The first thing that came to my attention was that the ducks spawn at position x=0, and this made them “pop” into the screen. I thought that changing the initial value to something like x=-50 would be a small change to try and would produce a smoother effect (just change 0 to -50 in lines 56 and 116).
When I first tried that, the result was that they would show up, but wouldn’t start flapping their wings until they were at x=0. The reason is because the logic to switch sprites is made testing x % 30 for values 0, 10 and 20… and JavaScript’s % operator, like C’s, returns negative remainders for negative divisors.
My quick hack solution was to calculate
var absx = Math.abs(this.x);
(which required me a visit to DuckDuckGo to figure out how to properly say “abs(x)” in JavaScript). This made the birds enter the screen flapping their wings. Yay!

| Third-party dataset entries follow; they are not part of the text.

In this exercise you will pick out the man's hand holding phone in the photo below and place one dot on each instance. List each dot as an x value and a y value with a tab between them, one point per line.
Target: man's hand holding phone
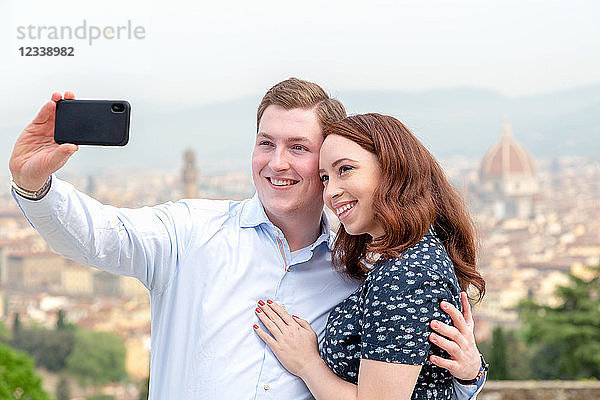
35	154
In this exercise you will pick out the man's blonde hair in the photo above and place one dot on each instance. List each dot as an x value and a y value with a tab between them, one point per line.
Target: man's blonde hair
296	93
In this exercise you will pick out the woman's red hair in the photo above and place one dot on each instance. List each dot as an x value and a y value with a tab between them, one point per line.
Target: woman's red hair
414	195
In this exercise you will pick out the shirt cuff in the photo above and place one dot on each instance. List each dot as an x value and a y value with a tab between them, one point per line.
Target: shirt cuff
44	206
469	392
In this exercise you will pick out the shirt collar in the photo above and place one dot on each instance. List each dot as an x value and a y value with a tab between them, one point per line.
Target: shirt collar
253	215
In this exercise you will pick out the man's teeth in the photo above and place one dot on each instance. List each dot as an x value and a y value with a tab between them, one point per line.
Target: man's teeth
343	208
282	182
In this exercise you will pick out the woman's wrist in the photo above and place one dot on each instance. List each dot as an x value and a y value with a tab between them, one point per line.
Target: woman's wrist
313	369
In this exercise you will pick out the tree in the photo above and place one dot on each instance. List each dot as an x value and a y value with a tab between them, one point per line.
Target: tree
571	330
498	368
50	348
63	390
4	333
97	357
16	326
60	320
17	376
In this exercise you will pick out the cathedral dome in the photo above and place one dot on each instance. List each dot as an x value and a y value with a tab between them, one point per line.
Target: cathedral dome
506	158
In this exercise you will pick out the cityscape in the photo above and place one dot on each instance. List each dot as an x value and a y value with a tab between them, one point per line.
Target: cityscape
537	221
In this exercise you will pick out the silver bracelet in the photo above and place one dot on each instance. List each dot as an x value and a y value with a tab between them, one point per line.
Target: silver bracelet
29	194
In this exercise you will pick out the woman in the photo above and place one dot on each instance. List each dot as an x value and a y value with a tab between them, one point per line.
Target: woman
395	204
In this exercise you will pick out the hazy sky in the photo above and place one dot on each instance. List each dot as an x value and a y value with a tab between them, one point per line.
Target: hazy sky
199	51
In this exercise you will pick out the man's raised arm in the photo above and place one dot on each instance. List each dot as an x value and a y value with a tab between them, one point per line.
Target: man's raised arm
145	243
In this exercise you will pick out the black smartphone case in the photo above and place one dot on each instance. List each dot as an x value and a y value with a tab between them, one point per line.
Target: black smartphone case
92	122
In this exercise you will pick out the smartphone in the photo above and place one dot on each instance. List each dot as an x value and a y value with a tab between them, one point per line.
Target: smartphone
93	122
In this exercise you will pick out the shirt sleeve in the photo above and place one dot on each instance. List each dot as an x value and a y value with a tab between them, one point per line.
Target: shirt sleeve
145	243
399	306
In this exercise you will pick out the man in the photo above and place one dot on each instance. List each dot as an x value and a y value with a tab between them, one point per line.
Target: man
207	263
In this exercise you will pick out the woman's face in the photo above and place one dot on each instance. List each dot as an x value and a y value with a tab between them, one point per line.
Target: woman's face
350	175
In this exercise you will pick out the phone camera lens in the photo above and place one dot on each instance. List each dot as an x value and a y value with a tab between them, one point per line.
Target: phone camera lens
117	107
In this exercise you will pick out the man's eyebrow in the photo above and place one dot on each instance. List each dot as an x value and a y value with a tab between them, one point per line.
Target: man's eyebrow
294	139
333	164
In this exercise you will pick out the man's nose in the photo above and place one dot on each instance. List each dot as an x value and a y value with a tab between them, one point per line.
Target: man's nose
279	161
331	191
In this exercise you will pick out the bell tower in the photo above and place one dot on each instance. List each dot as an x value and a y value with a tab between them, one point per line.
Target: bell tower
190	175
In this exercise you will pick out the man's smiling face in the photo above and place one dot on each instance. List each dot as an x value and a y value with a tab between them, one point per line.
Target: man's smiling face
285	162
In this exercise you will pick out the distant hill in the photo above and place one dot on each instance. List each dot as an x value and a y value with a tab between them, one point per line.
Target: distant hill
456	121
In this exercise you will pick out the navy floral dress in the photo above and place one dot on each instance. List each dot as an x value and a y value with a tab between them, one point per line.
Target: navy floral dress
387	318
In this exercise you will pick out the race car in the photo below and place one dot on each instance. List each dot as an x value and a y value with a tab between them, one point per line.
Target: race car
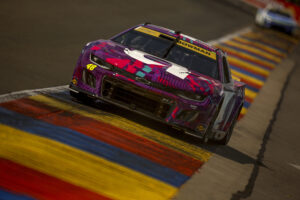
164	75
276	17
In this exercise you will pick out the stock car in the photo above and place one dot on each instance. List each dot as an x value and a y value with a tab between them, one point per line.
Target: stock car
164	75
276	17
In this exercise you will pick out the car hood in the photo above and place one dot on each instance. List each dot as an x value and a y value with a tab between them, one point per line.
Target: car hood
154	69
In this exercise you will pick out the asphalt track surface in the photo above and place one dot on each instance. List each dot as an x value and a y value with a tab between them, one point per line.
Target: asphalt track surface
30	125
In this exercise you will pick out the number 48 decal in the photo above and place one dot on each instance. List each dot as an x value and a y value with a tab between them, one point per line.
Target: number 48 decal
91	67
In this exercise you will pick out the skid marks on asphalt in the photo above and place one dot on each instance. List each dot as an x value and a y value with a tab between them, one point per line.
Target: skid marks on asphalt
52	147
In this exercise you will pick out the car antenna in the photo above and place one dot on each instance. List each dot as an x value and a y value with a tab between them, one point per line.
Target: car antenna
178	35
174	43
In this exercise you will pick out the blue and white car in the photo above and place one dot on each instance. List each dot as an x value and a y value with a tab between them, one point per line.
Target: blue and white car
276	17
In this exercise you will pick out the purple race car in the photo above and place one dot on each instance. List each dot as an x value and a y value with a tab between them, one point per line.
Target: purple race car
164	75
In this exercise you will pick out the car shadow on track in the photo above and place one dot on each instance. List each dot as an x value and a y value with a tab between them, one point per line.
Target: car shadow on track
109	109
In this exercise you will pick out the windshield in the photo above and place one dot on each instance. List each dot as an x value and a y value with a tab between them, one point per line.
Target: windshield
165	47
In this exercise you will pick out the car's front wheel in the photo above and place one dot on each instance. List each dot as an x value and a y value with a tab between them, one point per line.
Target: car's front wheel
79	96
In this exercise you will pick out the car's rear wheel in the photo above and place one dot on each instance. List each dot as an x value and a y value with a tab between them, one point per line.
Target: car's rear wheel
227	137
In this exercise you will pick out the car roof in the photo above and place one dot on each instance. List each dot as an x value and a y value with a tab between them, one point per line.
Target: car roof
182	36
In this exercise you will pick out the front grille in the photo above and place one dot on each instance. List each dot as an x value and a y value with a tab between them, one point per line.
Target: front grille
88	78
135	98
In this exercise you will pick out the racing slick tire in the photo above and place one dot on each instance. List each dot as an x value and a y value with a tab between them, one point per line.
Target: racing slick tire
227	137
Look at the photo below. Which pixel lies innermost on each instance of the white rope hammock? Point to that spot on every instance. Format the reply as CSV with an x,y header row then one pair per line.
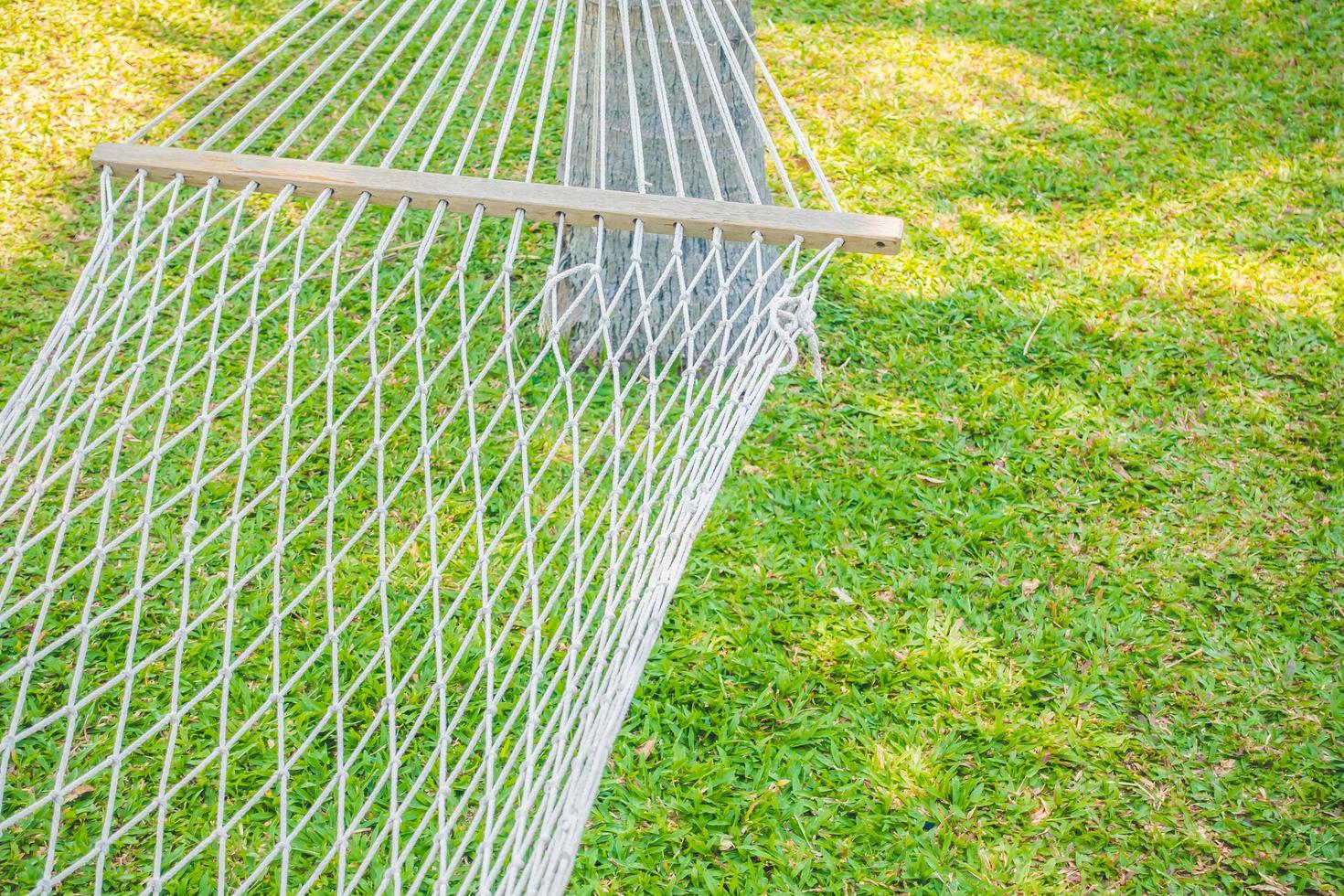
x,y
336,534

Of course, this is not something you’d want to have to explain in an “intro to programming” workshop. It would be better if the animation “just worked” with that change…
But wait! If you have really sharp eyes, you’ll notice that from -50 to 0, the birds are flapping their wings upwards and from 0 on, they do it downwards. The animation is inverted!
The reason is because operating on abs(x) causes this:
Lua 5.3.0 Copyright (C) 1994-2015 Lua.org, PUC-Rio > for i = -50, 100 do io.write(math.abs(i)%30, " ") end 20 19 18 17 16 15 14 13 12 11 10 9 8 7 6 5 4 3 2 1 0 29 28 27 26 25 24 23 22 21 20 19 18 17 16 15 14 13 12 11 10 9 8 7 6 5 4 3 2 1 0 1 2 3 4 5 6 7 8 9 10 11 12 13 14 15 16 17 18 19 20 21 22 23 24 25 26 27 28 29 0 1 2 3 4 5 6 7 8 9 10 11 12 13 14 15 16 17 18 19 20 21 22 23 24 25 26 27 28 29 0 1 2 3 4 5 6 7 8 9 10 11 12 13 14 15 16 17 18 19 20 21 22 23 24 25 26 27 28 29 0 1 2 3 4 5 6 7 8 9 10
If I write a one-liner to simulate the sprite logic in Duck Hunt, I get this:
> for i = -50, 100 do r=math.abs(i)%30; io.write(r==0 and "1" or (r==10 and "2" or (r==20 and "3" or ".") ) ) end 3.........2.........1.........3.........2.........1.........2.........3.........1.........2.........3.........1.........2.........3.........1.........2
Indeed, it’s going 3,2,1, 3,2,1 at the negative numbers and then 1,2,3, 1,2,3 at the positive ones. But let’s just drop the math.abs in Lua and see what happens:
> for i = -50, 100 do r=i%30; io.write(r==0 and "1" or (r==10 and "2" or (r==20 and "3" or ".") ) ) end 2.........3.........1.........2.........3.........1.........2.........3.........1.........2.........3.........1.........2.........3.........1.........2
We get 1,2,3,1,2,3 all the way!
In my experience, the vast majority of times I used %, it was to tell something to “do this every X steps”, like Etiene does in her Duck Hunt. For this kind of purposes, I’m pretty convinced that Lua’s behavior for % is a lot better. It’s unfortunate that most other languages just decided to follow the example of C.
Of course, there are a million other ways to make the ducks flap their wings, with and without %, that’s not the point. But it intrigued me that, if JavaScript had Lua’s behavior for %, my initial tiny change would have “just worked”!